Pozwany, precyzując swoje stanowisko w sprawie, wniósł o wznowienie zakończonego postępowania, uchylenie wyroku z dnia 22 października 2012 roku i oddalenie powództwa, zaś z ostrożności procesowej w przypadku nieuwzględnienia przez Sąd skargi o wznowienie postępowania, pozwany wniósł o nieobciążanie go kosztami procesu. Pozwany dodatkowo wskazał, że działał bez fachowego pełnomocnika w zakończonej sprawie, poinformował Sąd o swoim złym stanie zdrowia uniemożliwiającym mu podejmowanie czynności procesowych, jednocześnie pozwany nie dowiadywał się o wynik sprawy będąc w przekonaniu, iż w tym stanie rzeczy zostanie ona odroczona w celu kontynuacji postępowania dowodowego. Pozwany nie otrzymał odpowiedzi na prośbę o przybycie do pozwanego lekarza sądowego, bez znajomości języka polskiego nie miał możliwości zapoznania się z obowiązującymi przepisami prawa polskiego. Pozwany wskazał, że rozumiał żądanie pozwu, jednakże w związku z ubezpieczeniem był przekonany, że sprawa zostanie załatwiona bez jego udziału. Jednocześnie pozwany wskazał, że wobec jego osoby powinno mieć zastosowanie pouczenie, o jakim mowa w art. 5 kpc. Wniosek o zastosowanie wobec pozwanego art. 102 kpc skarżący uzasadnił podeszłym wiekiem, pogłębiającym się złym stanem zdrowia oraz trudną sytuacją finansową(k. 33-37 akt).

Sąd ustalił i zważył, co następuje:

Pismem z dnia 16 kwietnia 2012 roku Szpital (...) im. dr J. B. w B. wniósł przeciwko skarżącemu, W. H., pozew o zapłatę 104.495,88 złotych wraz z ustawowymi odsetkami.
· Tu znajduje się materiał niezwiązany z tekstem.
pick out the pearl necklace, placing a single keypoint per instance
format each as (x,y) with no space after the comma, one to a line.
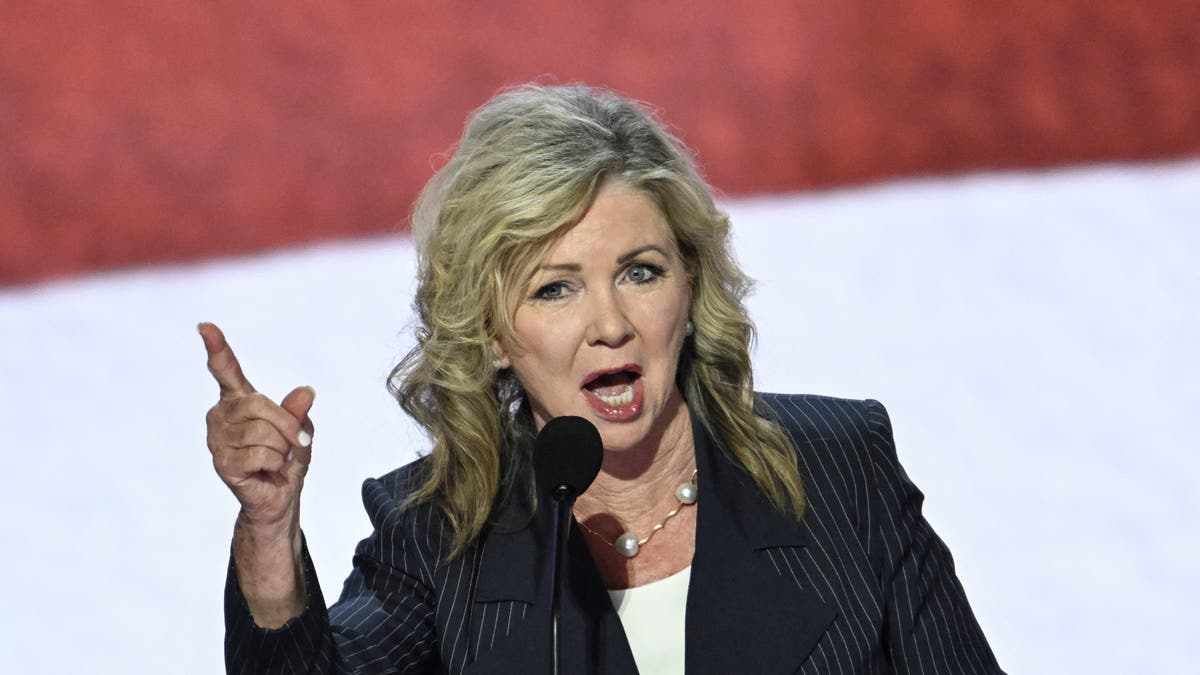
(628,544)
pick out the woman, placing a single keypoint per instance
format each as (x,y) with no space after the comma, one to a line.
(574,262)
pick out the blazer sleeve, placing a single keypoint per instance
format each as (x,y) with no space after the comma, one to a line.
(382,623)
(929,625)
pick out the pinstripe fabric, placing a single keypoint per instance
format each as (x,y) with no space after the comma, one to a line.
(861,585)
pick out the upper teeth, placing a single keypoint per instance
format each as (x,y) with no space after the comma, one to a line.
(618,400)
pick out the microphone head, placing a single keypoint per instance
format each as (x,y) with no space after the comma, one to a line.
(568,452)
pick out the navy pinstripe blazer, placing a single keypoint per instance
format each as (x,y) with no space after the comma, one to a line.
(862,584)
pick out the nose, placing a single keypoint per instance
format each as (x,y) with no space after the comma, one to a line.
(609,322)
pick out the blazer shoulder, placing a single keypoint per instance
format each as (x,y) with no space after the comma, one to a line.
(815,417)
(384,500)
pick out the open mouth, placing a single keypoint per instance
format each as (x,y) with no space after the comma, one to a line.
(615,389)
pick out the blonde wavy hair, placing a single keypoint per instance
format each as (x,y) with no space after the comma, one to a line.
(526,169)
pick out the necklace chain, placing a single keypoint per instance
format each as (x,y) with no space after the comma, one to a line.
(628,543)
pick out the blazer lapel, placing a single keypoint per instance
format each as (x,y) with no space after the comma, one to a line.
(748,610)
(515,568)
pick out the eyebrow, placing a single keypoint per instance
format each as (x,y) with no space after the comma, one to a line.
(624,258)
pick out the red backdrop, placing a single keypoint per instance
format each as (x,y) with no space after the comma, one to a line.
(136,132)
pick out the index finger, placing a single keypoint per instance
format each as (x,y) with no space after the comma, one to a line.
(222,363)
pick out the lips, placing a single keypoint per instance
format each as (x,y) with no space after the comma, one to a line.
(616,393)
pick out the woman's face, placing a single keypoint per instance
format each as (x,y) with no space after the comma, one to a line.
(600,326)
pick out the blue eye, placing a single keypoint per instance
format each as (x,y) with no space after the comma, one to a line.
(551,291)
(642,273)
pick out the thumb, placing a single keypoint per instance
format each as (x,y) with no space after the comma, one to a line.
(299,402)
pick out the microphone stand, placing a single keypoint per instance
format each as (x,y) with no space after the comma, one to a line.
(563,500)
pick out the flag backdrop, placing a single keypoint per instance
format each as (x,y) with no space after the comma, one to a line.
(984,215)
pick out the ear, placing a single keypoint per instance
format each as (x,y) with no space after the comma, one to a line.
(499,358)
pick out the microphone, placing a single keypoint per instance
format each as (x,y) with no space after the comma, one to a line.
(567,459)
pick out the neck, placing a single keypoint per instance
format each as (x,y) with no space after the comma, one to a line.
(636,487)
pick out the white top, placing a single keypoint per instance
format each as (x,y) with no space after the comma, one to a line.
(653,616)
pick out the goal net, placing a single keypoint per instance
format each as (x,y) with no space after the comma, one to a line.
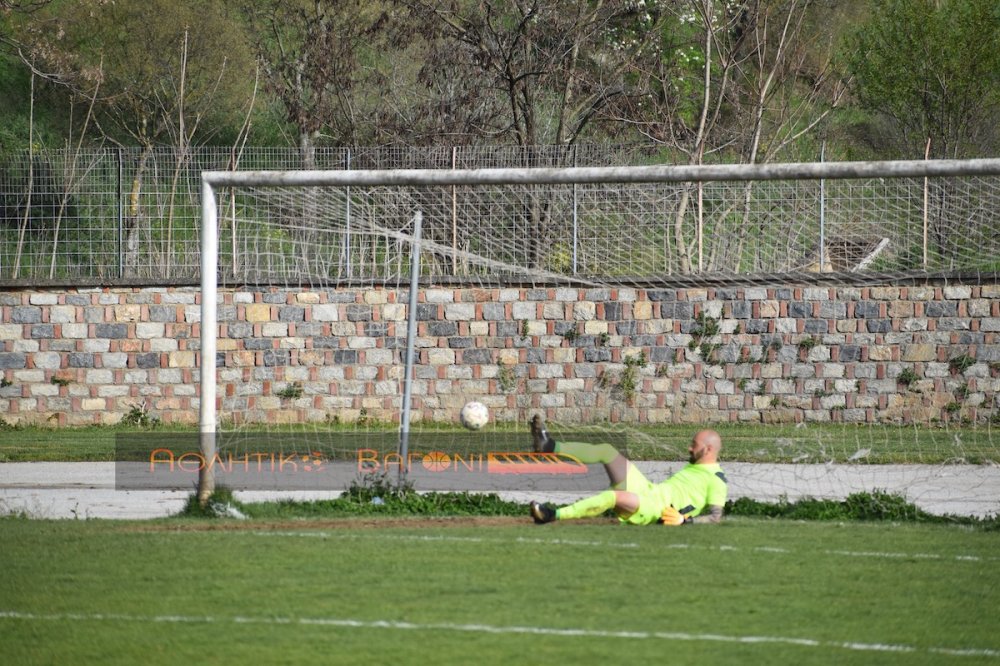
(837,323)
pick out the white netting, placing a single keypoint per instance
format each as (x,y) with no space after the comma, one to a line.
(613,231)
(846,322)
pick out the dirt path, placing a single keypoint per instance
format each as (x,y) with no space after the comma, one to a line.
(87,490)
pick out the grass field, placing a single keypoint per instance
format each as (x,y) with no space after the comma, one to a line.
(495,591)
(879,444)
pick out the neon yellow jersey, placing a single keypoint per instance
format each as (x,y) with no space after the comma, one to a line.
(694,487)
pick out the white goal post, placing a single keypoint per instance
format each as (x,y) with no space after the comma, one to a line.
(214,181)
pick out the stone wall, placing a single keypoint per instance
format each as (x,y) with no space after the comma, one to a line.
(791,353)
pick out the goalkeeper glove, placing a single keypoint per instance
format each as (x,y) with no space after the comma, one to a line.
(672,516)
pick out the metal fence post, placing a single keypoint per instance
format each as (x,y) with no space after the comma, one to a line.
(576,221)
(822,213)
(121,212)
(347,223)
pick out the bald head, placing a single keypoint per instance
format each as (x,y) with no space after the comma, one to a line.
(705,447)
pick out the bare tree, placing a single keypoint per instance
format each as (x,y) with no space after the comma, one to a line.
(310,51)
(732,79)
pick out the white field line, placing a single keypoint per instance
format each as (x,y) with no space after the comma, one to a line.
(494,629)
(611,544)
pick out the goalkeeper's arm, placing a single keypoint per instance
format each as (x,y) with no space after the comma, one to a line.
(712,514)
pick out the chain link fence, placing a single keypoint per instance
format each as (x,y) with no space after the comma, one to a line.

Do pozwu dołączono pełnomocnictwo, udzielone przez dyrektora powoda. Po doręczeniu odpisu pozwu wraz z załącznikami, pozwany pismem z dnia 18 czerwca 2012 roku złożył do Sądu pismo w języku niemieckim. Na zarządzenie Przewodniczącego pozwany w wyznaczonym terminie złożył tłumaczenie pisma na język polski wraz z tłumaczeniem dokumentów, złożonych wcześniej w języku niemieckim. Zarządzeniem z dnia 24 sierpnia 2012 roku wyznaczono w sprawie na dzień 22 października 2012 roku termin rozprawy, na który wezwano pozwanego do stawiennictwa w celu przesłuchania, jak również wezwano na termin tłumacza przysięgłego języka niemieckiego. W dniu 5 września 2012 roku wpłynęło do Sądu pismo H. D., partnerki i opiekunki pozwanego, zawierające m.in. informację o stanie zdrowia pozwanego i prośbę o
przybycie lekarza sądowego do domu pozwanego, ponieważ stan zdrowia pozwanego nie pozwala na przybicie do Sądu. W odpowiedzi na to pismo, Przewodniczący zarządzeniem z dnia 11 września 2012 roku wyznaczył pozwanemu termin 7 dni do złożenia zaświadczenia lekarskiego na okoliczność jego stanu zdrowia, uniemożliwiającego stawiennictwo na rozprawie w dniu 22 października 2012 roku w charakterze strony. Zarządzenie w tym przedmiocie zostało złożone do akt ze skutkiem doręczenia na skutek powtórnego awizowania na aktualny adres pozwanego. Pozwany został prawidłowo wezwany na termin
rozprawy na dzień 22 października 2012 roku, pomimo tego nie stawił się na tym terminie rozprawy. Sąd w związku z tym pominął dowód z przesłuchania pozwanego i po zamknięciu rozprawy wydał wyrok uwzględniający żądanie pozwu w całości. Wyrok z dnia 22 października 2012 roku uprawomocnił się z dniem 12 listopada 2012 roku. W dniu 21 lutego 2013 roku pozwany udzielił pełnomocnictwa adwokatowi D. K. do przeglądania akt sprawy i żądania odpisów w powyższej sprawie, które zostało złożone do tych akt w dniu 26 lutego 2013 roku.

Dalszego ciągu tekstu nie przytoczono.